Gaza fisherman Yasser Salah said he was out on the waters early Sunday and was “surprised” to learn from an Israeli patrol that the coastal sea area was “completely closed.”
“We did nothing,” said Salah. “We don’t get involved in politics. We are fishermen who live off what we catch in the sea.”
Israel has also closed its Kerem Shalom goods crossing with the Gaza Strip.
Despite a truce last year backed by the UN, Egypt and Qatar, the two sides clash sporadically with rockets, mortar fire or incendiary balloons.
The Gaza Strip has a population of 2 million, more than half of whom live in poverty, according to the World Bank.
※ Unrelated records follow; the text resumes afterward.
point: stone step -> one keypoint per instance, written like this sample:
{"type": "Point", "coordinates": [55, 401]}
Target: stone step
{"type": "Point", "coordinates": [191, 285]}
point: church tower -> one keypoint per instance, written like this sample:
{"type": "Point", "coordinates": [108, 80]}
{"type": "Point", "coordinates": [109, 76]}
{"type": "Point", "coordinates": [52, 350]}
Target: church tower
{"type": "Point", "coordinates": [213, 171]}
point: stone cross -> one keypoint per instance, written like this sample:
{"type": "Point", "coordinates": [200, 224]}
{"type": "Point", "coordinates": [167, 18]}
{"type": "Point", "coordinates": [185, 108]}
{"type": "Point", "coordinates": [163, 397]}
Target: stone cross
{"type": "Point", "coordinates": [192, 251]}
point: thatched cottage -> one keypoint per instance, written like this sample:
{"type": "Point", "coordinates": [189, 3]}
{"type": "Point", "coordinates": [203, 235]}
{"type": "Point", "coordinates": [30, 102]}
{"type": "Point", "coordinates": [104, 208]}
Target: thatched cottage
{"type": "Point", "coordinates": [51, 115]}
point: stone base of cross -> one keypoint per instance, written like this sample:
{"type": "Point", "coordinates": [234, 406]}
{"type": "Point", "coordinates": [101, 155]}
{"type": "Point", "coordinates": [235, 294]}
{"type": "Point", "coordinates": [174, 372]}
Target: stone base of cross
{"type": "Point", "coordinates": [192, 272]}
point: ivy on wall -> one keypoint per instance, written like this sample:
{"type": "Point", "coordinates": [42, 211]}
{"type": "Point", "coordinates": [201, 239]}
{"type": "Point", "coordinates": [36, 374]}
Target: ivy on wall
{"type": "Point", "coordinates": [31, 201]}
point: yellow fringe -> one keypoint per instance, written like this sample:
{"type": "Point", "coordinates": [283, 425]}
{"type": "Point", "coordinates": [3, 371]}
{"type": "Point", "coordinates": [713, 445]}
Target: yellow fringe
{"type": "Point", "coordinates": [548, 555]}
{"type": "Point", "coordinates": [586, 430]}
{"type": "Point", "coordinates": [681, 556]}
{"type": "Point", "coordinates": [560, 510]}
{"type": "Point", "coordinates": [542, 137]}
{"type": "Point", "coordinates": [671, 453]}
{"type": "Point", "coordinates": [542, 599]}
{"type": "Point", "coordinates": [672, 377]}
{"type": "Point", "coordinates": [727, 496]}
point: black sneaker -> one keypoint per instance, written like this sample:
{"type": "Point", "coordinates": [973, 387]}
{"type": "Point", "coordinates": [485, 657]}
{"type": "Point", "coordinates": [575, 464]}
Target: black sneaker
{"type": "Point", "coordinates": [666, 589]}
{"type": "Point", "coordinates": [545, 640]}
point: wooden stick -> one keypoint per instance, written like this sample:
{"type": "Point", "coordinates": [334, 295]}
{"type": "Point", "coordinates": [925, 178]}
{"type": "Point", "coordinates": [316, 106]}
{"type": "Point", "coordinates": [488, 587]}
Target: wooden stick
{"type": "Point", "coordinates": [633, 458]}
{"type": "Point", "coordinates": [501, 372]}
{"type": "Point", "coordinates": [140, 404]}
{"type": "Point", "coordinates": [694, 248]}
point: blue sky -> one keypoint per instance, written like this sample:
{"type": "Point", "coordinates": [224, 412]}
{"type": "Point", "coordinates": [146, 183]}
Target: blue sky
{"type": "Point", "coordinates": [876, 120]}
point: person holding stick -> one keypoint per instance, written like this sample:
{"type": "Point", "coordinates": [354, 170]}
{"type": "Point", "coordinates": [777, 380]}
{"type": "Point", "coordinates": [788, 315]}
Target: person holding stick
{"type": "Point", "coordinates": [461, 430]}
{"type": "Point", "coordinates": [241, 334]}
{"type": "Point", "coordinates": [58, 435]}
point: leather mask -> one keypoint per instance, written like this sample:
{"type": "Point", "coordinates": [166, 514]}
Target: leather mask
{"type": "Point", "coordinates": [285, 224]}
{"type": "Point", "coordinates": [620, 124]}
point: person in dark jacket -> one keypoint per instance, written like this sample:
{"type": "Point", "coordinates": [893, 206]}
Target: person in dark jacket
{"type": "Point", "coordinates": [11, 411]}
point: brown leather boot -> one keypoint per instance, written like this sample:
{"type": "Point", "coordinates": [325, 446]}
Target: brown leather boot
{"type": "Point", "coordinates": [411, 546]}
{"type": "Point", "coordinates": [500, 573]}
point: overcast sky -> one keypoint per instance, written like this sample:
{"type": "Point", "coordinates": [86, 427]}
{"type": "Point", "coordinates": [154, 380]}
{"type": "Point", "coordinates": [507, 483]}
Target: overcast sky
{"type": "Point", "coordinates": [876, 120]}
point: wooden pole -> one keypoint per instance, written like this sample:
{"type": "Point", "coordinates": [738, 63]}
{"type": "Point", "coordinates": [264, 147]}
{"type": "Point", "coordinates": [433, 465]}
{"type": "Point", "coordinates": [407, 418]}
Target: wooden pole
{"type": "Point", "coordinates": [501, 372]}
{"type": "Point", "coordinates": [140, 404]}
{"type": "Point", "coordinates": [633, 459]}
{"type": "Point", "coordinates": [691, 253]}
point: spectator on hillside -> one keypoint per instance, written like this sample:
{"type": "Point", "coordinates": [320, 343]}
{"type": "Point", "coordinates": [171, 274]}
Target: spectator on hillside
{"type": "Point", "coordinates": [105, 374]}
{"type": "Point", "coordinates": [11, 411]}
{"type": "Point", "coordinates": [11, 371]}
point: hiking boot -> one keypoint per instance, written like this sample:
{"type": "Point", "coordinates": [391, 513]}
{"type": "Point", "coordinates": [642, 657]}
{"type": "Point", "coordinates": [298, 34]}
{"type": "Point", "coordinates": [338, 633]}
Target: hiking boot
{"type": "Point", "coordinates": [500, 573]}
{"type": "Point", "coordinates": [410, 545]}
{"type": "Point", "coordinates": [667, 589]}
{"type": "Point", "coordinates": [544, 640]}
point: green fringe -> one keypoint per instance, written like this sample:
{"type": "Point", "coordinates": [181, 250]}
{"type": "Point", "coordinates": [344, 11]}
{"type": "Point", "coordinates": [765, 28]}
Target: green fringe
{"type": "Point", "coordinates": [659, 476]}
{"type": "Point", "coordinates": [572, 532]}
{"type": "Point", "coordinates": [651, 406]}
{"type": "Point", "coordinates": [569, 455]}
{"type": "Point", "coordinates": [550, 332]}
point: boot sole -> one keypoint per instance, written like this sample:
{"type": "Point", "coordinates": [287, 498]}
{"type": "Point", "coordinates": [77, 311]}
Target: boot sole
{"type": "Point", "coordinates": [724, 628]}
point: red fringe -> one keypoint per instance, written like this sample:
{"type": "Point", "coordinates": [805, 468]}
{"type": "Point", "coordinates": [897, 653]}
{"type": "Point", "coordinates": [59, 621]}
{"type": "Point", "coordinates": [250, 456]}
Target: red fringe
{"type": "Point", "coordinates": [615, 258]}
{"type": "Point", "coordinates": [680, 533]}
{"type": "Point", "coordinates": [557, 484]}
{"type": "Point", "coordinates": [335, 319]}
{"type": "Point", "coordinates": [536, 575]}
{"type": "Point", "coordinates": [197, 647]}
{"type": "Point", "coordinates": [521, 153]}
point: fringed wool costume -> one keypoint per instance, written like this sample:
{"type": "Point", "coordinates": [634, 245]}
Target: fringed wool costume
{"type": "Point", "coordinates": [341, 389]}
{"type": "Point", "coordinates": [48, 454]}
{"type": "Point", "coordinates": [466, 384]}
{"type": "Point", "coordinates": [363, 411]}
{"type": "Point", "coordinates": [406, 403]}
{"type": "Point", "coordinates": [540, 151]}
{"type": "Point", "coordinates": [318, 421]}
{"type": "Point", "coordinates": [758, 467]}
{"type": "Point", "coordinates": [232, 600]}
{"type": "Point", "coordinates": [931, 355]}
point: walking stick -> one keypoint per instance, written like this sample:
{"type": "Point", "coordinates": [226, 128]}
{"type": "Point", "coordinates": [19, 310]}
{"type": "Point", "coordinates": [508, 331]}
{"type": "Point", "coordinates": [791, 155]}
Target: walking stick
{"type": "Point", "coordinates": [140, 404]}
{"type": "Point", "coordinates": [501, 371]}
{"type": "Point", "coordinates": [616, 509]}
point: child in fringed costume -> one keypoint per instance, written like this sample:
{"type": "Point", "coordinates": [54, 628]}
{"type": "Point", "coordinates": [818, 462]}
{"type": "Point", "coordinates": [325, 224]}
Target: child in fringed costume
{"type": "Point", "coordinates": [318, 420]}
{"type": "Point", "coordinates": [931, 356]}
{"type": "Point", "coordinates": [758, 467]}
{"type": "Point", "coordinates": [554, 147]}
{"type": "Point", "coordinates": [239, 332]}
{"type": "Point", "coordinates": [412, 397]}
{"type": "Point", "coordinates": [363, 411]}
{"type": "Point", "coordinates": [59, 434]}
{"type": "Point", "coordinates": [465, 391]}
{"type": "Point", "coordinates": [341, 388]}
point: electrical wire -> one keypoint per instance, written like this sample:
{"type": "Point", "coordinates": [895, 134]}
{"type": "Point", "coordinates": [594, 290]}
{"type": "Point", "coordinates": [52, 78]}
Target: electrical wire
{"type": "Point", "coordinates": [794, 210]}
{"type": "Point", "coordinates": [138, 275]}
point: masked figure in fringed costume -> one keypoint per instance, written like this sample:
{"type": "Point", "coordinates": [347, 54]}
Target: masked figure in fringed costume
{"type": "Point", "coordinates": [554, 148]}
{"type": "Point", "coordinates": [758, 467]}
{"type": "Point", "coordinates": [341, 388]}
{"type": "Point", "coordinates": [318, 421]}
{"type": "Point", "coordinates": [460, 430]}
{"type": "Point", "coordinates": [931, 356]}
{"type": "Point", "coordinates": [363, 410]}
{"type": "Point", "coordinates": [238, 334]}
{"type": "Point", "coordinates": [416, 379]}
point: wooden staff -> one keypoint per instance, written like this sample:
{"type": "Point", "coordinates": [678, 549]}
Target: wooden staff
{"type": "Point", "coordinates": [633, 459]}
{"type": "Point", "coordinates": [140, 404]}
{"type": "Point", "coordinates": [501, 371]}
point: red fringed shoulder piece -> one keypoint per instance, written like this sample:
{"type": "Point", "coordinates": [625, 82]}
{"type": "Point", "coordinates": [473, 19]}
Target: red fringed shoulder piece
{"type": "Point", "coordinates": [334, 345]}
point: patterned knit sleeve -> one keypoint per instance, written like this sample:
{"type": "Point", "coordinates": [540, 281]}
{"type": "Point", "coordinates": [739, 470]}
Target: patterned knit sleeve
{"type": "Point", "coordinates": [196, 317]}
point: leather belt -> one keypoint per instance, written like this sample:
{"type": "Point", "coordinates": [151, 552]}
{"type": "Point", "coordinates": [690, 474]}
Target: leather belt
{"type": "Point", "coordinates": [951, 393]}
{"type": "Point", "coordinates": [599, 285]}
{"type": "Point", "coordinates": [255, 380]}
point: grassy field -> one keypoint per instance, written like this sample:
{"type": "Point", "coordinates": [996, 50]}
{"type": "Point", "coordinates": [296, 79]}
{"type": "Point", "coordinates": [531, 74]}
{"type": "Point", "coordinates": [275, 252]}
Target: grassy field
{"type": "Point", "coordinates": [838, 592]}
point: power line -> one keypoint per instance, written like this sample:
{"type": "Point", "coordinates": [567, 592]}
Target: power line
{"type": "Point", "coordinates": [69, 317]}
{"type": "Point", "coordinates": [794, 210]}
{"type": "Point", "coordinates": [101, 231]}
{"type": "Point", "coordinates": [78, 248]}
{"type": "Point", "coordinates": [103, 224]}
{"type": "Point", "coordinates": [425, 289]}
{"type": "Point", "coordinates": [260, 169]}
The IDF said Hamas “is responsible for all events transpiring in the Gaza Strip and emanating from it, and will bear the consequences for terror activity against Israeli civilians.”
Dozens of Palestinians took part in the protests. The military said the protesters “burned tires, hurled explosive devices and grenades toward the security fence and attempted to approach it.”
The Gaza health ministry said Israeli gunfire at protesters wounded two Palestinians.
Israel holds Hamas, the Islamist militant group ruling the Gaza Strip, responsible for all attacks emanating from the Palestinian territory.
Incendiary balloons from the Gaza Strip have caused extensive damage to Israeli fields in recent days. It comes as Hamas, like other Palestinian factions, denounced the UAE for agreeing to formal ties with Israel.
Following a meeting on Sunday with the top army brass, Gantz said in a statement that Israel “will respond forcefully to any violation of sovereignty until complete quiet is restored in the south. If Sderot isn’t quiet, Gaza won’t be either.”
Israel and Egypt have maintained a blockade of the Gaza Strip since Hamas took power in an armed coup in 2007. Israel has fought three wars with Hamas in the Gaza Strip in the years since.
The two sides have largely upheld an informal truce, and fighting has ceased almost entirely since the beginning of the coronavirus pandemic.